Ocorre que o projeto de lei, ao pretender regulamentar questões atinentes ao tratamento de saúde, trouxe uma ampliação semântica perigosa ao prever que competirá ao senector a decisão a respeito de “quaisquer atividades do senectado, em caso de impossibilidade de decidir”.
Deveras, quando uma pessoa está impossibilitada de decidir, em virtude de alguma causa de incapacidade, é indispensável que haja a propositura da ação de curatela e, com isso, sejam resguardados os direitos dessa pessoa. Nem mesmo a família biológica poderá decidir atos generalizados daquela pessoa incapaz por si, já que isto seria um ato que atentaria frontalmente contra a própria perspectiva de maior autonomia do idoso, sendo o mesmo do que uma “interdição” sem o devido processo legal.

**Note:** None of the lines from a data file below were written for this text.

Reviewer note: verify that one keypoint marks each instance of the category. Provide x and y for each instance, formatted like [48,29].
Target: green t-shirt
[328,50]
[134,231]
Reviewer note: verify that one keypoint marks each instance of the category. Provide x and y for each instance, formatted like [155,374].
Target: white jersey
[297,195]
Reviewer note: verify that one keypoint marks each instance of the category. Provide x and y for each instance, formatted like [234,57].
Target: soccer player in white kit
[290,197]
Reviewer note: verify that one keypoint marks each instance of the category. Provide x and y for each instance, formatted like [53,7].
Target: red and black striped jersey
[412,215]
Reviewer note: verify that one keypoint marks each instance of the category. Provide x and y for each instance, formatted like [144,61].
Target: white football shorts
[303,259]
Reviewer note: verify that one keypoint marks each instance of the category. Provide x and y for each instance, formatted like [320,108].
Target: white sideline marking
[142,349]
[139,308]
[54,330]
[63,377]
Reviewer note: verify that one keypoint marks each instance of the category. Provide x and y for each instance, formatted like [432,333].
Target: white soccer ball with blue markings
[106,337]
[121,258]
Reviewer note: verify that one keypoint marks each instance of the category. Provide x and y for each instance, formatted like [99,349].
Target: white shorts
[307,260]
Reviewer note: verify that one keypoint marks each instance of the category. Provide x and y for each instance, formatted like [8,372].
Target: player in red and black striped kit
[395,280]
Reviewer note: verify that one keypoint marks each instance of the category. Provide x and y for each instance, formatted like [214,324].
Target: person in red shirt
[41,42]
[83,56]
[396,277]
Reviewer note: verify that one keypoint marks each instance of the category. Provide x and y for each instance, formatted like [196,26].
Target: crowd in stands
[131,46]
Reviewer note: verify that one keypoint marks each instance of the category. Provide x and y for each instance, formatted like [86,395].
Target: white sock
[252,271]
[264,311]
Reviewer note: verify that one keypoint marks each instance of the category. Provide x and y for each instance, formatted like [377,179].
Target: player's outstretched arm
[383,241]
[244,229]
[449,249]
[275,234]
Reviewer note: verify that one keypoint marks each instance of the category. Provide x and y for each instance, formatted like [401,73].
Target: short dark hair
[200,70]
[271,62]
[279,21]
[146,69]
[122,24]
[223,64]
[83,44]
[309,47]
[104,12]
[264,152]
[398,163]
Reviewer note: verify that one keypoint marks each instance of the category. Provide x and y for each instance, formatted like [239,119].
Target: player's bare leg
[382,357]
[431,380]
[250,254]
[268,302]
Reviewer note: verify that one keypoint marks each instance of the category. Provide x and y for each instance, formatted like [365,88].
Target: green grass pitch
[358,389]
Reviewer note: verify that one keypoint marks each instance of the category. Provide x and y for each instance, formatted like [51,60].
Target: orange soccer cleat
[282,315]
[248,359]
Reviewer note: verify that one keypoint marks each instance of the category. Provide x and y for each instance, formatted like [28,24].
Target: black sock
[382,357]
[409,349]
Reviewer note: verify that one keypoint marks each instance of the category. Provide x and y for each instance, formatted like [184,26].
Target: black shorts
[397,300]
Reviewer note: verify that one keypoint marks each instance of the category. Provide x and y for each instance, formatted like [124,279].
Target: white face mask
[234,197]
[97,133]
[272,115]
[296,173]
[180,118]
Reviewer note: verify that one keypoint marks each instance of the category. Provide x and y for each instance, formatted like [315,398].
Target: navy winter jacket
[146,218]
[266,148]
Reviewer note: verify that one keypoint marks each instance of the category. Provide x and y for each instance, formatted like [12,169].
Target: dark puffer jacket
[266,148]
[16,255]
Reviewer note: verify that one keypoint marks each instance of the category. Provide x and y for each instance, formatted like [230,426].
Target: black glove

Deve-se levar em consideração que, principalmente após o advento do Estatuto da Pessoa com Deficiência (EPD), a curatela passa afetar apenas atos relacionados aos direitos de natureza patrimonial e negocial (art. 85, EPD) e, diante disso, parece que a única interpretação aplicável à norma projetada é que o dispositivo engloba apenas normativas existenciais, como é o caso do tratamento de saúde. Afinal, pensar de outra forma esbarraria em nítida ilegalidade e, além disso, parece que projeto de lei não tem por pretensão conferir maiores poderes ao senector do que aqueles que a própria família biológica possuiria.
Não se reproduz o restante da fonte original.